In 1923, Malkani and K. S. Daryani established the Rabindranath Literary and Dramatic Club in Sindh. Rabindranath Tagore attended its inauguration, during which certain scenes from Tagore's play Chitrangada were presented on stage. Malkani performed the leading role of the hero, and his acting was highly appreciated by Tagore.

== Academic career ==
He joined D. J. Sindh College, Karachi as lecturer of English. After the partition of India, Malkani migrated to India and worked for a long period at Jai Hind College in Bombay, serving as a Professor of English and the Head of the English Department. He earned wide recognition as an expert professor of the English language. Mumbai University appointed him as a member of the Board of Studies for both the Sindhi and English languages. He also served as the president of Sindhi Sahit Mandal (Sindhi literary Society). After retirement, he settled in Kolkata.

He founded Sindhi Adabi Sangat.

== Literary career ==
=== Translations ===
Malkani began his literary journey through translation work. He translated several Bengali stories into Sindhi under the titles Gungi Kunari and Banadevi. Additionally, he translated multiple Western plays into Sindhi.

In 1926, he translated Knoblock's 1911 play Kismet under the same title. In 1929, he translated a play by Shakespeare under the title Dilsoju Dastanu. This was followed in 1930 by a translation of Zangwill's 1908 play The Melting Pot, which he published in Sindhi under the name Ektajo Alapu.

Malkani also translated poetry into Sindhi verse.
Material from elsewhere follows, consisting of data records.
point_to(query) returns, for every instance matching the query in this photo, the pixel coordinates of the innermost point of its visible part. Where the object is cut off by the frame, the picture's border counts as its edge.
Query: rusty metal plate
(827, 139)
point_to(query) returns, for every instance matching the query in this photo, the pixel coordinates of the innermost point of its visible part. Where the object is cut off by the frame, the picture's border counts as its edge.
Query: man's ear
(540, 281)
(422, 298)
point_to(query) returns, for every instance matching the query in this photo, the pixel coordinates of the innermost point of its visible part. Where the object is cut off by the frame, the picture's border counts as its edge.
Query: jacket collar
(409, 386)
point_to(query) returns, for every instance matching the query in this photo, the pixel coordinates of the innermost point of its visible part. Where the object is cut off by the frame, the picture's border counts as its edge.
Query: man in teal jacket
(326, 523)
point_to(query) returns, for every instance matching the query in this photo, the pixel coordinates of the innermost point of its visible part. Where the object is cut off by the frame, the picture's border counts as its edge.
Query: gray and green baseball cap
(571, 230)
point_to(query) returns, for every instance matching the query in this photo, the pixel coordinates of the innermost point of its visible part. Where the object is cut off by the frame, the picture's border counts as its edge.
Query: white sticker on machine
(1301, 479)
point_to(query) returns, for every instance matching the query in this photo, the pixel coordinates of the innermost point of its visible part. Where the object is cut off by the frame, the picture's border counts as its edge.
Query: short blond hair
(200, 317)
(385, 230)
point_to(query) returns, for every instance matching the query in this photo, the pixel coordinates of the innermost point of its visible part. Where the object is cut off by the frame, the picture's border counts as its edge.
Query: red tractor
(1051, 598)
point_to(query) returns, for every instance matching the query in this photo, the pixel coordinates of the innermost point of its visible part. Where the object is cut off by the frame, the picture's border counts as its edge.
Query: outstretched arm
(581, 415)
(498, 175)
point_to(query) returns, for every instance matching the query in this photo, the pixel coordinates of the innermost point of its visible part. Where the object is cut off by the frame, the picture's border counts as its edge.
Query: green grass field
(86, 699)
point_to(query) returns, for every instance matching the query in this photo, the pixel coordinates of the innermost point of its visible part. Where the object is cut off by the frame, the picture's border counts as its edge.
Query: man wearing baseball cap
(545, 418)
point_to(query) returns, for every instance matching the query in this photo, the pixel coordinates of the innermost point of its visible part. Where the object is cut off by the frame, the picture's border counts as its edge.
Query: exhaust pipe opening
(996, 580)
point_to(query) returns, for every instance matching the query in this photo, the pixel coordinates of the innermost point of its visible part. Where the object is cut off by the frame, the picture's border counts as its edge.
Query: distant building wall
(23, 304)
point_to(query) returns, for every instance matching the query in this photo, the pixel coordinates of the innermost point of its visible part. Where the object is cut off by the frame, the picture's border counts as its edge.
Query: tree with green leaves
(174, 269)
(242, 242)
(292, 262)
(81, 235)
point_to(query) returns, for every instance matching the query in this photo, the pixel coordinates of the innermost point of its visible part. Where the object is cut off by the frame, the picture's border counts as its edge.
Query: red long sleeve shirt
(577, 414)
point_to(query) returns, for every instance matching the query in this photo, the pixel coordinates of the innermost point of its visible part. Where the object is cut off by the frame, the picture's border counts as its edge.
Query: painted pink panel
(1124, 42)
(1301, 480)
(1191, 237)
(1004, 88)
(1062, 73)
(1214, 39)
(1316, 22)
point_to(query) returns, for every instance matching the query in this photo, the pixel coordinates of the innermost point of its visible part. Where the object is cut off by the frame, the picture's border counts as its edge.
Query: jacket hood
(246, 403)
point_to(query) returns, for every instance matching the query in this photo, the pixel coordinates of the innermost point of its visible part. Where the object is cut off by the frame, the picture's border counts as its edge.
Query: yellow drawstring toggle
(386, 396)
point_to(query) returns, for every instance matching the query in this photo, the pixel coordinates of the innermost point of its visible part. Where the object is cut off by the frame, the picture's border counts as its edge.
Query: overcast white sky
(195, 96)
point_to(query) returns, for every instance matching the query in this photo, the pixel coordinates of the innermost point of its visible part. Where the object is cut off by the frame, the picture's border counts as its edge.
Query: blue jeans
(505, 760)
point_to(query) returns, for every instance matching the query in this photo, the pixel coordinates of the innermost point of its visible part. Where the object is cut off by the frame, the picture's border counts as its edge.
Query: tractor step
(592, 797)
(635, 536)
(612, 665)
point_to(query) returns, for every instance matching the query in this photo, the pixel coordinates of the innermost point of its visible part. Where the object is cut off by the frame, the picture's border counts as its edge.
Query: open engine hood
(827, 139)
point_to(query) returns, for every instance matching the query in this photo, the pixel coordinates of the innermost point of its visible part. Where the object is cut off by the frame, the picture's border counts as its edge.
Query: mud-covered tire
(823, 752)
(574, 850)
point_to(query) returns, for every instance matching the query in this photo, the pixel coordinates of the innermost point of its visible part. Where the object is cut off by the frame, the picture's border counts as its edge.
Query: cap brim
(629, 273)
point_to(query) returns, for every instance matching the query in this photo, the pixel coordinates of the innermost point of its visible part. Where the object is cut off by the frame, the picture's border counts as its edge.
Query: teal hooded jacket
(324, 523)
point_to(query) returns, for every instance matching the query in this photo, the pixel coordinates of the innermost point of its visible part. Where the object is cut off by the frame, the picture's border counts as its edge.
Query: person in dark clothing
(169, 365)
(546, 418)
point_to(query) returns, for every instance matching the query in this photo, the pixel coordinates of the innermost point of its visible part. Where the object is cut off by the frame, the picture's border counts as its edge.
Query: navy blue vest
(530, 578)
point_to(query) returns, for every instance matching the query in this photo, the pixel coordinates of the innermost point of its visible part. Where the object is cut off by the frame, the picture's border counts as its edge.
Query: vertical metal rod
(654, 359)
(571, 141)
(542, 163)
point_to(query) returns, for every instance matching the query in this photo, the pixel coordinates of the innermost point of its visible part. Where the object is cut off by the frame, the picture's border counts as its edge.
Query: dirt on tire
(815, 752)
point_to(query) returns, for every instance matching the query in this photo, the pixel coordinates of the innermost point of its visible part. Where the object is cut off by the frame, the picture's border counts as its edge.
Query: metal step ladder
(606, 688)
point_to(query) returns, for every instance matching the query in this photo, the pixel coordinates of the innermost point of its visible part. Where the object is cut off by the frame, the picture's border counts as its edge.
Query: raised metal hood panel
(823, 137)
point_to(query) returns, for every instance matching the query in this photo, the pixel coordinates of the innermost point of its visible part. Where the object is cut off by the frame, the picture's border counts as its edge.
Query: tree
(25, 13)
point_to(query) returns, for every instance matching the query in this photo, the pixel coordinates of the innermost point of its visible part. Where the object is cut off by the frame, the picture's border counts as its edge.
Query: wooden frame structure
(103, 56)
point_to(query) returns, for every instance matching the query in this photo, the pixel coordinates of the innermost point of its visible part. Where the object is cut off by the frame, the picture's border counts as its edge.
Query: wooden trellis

He selected and translated poems from Rabindranath Tagore's Gardener and Gitanjali, publishing them as Pritija Geet (1940) and Gitanjali (1942) respectively.

He wrote more than 22 books.

He wrote Sindhi Nasar Ji Tarikh (History of Sindhi Prose) for which he received a Sahitya Akademi Award in 1969. Prof Malkani led a delegation of Sindhi writers for Asian Writers’ Conference held in 1956 in New Delhi.

=== Original plays and one-acts ===
Following his translation work, Malkani began writing original drama. His first independent Sindhi play was Khinaji Khata (1930), which won a prize. In the same year, he authored the historical play Anarkali and brought it to the stage, where it achieved significant popularity.

Malkani later focused on writing one-act plays. His one-act play Paap Joki To depicted the consequences of blind love during youth and became highly celebrated. His other notable one-act plays include Panj Nanda Natak (1937), Pangati Parda (1938), Jeevan Chahchita (1957) and Sudkhabita Jya Timkani (1963).

=== Non-fiction and history ===
Malkani authored several major critical, analytical, and biographical books. Adabi Usool (1950) was a high-quality, contemplative book of literary criticism; Pachhimi Yatra (1963) was based on his travel descriptions; Sindhi Nasur Ji Tarikh: 1947 Tai (1968) detailed the history of Sindhi prose literature, which won him a major literary award. In Sahityakarinju Simityu (1979), he compiled the memories and memoirs of his own life.

== Awards and legacy ==
Malkani received the Sahitya Akademi Award for his historical work Sindhi Nasur Ji Tarikh: 1947 Tai (1968). In 1972, he was honored with the Sahitya Akademi Fellowship.

==Death==
He died on 1 December 1980 in Bombay, India.